A new housing development in Larbert and the well-heeled Mayfair district in central London have little in common at first glance.
The Bellsdyke Meadow estate of four and five bedroom homes was completed last year and is popular with families, attracted by the area’s transport links and well-regarded schools. A typical property is on the market for offers over £340,000.
Mayfair has long been viewed as a playground for the global super-rich. A refurbished eight bedroom town house in Charles Street would set you back a staggering £39,500,000. Around the corner, a slightly more modest seven bedroom home in Bolton Street commands an asking price of £11,500,000.
Despite such a vast difference in respective values, many of the homes in these two very different areas fall under the same council tax bracket.
In Bellsdkye Meadow, a band H household is expected to pay £2140 per year in council tax. In Mayfair, a band H property is charged just £755.48.
The reason for such a discrepancy is that council tax is calculated on property prices from April 1, 1991.
There are eight council tax brackets, with the lowest, A, for homes valued up to £27,000. The highest, H, covers any property valued at more than £212,000 - which covers an increasing percentage of new build homes, which are bracketed according to contemporary market rates when they were completed.
A house in Larbert can thus be valued in the same bracket as a palatial Victorian pile in Westminster.
It’s a situation that equality campaigners and the Scottish Government want to change.
Finance secretary John Swinney has branded the system “unfair” and previously pledged to introduce a local tax system based on the ability to pay.
A recent report from the Joseph Rowntree Foundation claims that council tax is regressive, taking a larger proportion of money from low income households.
“Property values have risen substantially since they were last assessed in 1991, but they have grown at different rates between different parts of the country, said Chris Leishman, co-author of the report.
“The design of the council tax means it taxes a higher proportion from cheaper properties than expensive ones, so is regarded as being both unfair and inconsistent.”
Critics of the council tax system claim it was badly designed and introduced in a rush by a Conservative government reeling from the public backlash against the poll tax, which was scrapped in 1993.
While local authorities must be funded somehow, Falkirk Council receives only 15.87 per cent of its 2014/15 budget from council tax.

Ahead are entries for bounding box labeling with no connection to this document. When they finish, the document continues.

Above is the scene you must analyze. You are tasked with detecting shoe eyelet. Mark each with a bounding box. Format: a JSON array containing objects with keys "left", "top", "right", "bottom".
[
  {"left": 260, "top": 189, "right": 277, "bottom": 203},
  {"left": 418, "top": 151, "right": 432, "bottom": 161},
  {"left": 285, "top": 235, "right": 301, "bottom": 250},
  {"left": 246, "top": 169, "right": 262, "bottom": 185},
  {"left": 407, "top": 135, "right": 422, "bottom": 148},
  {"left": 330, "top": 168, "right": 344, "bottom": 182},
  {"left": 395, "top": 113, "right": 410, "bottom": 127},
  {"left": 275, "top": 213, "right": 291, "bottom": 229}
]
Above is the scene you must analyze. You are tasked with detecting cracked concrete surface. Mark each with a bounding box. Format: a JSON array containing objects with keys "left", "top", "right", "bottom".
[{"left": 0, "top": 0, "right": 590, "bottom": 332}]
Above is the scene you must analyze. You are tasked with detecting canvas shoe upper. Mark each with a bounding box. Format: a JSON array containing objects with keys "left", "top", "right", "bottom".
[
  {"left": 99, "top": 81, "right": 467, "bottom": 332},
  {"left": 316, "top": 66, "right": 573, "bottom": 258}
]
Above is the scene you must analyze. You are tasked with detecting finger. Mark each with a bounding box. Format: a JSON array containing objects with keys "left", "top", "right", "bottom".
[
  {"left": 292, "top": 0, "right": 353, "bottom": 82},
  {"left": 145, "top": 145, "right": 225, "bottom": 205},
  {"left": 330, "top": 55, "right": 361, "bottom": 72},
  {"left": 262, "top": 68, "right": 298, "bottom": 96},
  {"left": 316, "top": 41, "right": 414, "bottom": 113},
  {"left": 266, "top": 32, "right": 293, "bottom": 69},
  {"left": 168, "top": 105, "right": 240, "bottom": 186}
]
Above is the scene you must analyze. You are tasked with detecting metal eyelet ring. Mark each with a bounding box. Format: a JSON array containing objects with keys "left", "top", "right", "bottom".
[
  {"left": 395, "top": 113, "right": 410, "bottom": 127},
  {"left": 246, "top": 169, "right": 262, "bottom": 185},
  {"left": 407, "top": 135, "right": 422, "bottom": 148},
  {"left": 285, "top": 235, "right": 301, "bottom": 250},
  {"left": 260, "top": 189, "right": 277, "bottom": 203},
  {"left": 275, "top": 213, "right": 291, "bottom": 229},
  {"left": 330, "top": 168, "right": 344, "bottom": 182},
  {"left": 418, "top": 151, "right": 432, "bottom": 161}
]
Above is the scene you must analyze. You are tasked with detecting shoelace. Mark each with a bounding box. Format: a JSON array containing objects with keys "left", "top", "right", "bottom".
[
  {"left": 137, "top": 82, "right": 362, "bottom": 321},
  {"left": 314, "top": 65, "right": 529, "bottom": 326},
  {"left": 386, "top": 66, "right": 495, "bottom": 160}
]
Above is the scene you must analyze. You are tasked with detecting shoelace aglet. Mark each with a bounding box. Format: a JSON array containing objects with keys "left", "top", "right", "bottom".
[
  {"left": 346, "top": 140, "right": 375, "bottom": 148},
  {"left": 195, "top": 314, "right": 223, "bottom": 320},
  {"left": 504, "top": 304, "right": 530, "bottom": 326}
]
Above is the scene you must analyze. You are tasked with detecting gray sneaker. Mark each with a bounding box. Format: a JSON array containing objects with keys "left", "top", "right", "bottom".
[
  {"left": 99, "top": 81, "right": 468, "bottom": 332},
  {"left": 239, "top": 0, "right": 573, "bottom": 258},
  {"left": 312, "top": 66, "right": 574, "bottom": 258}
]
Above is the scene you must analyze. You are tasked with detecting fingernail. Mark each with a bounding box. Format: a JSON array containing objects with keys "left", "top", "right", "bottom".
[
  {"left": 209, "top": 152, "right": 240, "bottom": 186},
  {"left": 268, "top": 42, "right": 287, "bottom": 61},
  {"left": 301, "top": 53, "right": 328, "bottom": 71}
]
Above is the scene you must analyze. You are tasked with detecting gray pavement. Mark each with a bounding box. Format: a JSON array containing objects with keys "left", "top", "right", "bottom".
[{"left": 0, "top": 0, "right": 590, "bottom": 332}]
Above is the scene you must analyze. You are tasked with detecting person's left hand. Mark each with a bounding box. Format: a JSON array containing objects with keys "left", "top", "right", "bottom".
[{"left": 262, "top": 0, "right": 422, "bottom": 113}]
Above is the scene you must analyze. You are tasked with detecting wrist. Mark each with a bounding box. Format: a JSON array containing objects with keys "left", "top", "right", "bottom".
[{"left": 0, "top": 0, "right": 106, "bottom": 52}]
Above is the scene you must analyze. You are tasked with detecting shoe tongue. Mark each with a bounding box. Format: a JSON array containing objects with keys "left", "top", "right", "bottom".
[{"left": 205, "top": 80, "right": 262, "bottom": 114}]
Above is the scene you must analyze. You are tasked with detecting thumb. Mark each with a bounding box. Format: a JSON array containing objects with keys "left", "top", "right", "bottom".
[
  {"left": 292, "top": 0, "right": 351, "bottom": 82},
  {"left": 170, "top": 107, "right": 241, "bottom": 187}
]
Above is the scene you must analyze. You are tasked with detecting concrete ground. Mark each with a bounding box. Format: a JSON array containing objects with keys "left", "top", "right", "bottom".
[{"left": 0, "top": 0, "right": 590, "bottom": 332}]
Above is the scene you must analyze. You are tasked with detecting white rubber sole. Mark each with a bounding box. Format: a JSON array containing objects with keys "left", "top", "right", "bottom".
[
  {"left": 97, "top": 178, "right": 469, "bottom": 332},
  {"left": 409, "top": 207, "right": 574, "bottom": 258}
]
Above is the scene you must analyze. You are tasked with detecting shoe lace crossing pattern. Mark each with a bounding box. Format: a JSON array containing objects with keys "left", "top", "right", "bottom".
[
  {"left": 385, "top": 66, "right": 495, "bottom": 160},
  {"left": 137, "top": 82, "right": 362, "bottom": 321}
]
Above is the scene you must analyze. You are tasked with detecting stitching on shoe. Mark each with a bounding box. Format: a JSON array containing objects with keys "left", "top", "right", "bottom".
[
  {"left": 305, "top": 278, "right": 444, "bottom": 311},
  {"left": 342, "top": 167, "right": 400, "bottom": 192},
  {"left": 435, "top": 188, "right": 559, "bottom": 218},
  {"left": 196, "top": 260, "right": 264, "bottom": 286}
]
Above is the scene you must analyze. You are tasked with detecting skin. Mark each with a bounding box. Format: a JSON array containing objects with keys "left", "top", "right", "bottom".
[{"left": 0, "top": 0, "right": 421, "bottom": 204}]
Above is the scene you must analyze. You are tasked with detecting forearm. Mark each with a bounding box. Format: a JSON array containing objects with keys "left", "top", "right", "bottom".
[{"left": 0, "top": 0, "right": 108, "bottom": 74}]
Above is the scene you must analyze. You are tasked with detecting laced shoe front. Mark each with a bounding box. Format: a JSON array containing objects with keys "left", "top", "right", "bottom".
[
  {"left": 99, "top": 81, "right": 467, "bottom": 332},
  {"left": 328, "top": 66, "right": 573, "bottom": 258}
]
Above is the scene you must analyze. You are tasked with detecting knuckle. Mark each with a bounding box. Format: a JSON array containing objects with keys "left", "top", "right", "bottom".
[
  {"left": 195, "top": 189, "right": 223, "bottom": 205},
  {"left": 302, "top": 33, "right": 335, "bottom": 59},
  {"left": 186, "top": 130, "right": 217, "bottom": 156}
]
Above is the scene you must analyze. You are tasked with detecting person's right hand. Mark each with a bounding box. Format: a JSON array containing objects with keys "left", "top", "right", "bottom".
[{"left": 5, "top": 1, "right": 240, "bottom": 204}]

The majority comes from Scottish Government funding and non-domestic rates.
And despite its stated wish of scrapping the council tax, the Scottish Government remains noncommittal on what could replace it, despite comments from First Minister Alex Salmond on a radio show this week that he would like to see the introduction of a local income tax.
“In the long term I’d like to see us move to a local income tax because it’s based on the ability to pay.” he said.
But Scottish Labour warned such a move would lead to massive cuts to local authorities.
Reform calls are growing
Council tax rates have been frozen by the Scottish Government since the SNP was first voted into power in 2007. It’s a policy that has proved popular with voters who had grown accustomed to steep hikes each year.
But equality campaigners say that while the freeze has stopped householders in cheaper properties from paying an even greater proportion of their budget on council tax bills, it fails to address the need for a longer-term replacement.
Political opponents of the council tax freeze also argue that the policy most benefits wealthier households who face the biggest bills, while local authorities, including Falkirk Council, have claimed it is unsustainable and is depriving them of much-needed funds to protect vital services.
“Freezing bills is a treatment but a long-term cure is needed,” said Kathleen Kelly, research manager at the Joseph Rowntree Foundation.
“This is a difficult reform to carry out, and one which requires courage from all the main political parties. But the problem will not go away and failing to plan for alternatives is storing up trouble for the future.
“Politicians need to start planning for the long-term replacement of council tax. It was a hasty replacement for the hated poll tax 25 years ago. It was never designed to last and has not been revalued for over 20 years. Without reform, it will wither and die.”
Scottish Labour’s local government spokeswoman, Sarah Boyack MSP, said the party believed that a property based tax remained the best option.
“Under the SNP local government finance has been broken resulting in job losses, increased charges and service cuts,” she said. “The underfunded council tax freeze has reduced local accountability while disproportionately benefitting the well off.
“Now Alex Salmond has recommitted his party to the widely criticised local income tax with no explanation of how public services would be protected in the event of future economic downturns and reduced tax revenues. The last time the SNP raised this issue, their proposed rate would have left a massive funding gap, putting local services at even greater risk.
“Addressing the systemic underfunding of local government will be one of the key challenges of the next Parliament and we believe that a property based tax remains the best option. We need to have a rational discussion about the way forward and are committed to building a cross-party consensus.”
A spokeswoman for the Scottish Government said: “The current council tax system is unfair, which is why the Scottish Government has frozen the tax at 2007-08 levels.
“That policy has proved overwhelmingly popular with people across Scotland. The Scottish Government has fully funded the council tax freeze in Scotland since 2008-09 and we are committed to doing so for the lifetime of this Parliament, by which time the policy will have saved the average household around £1200.”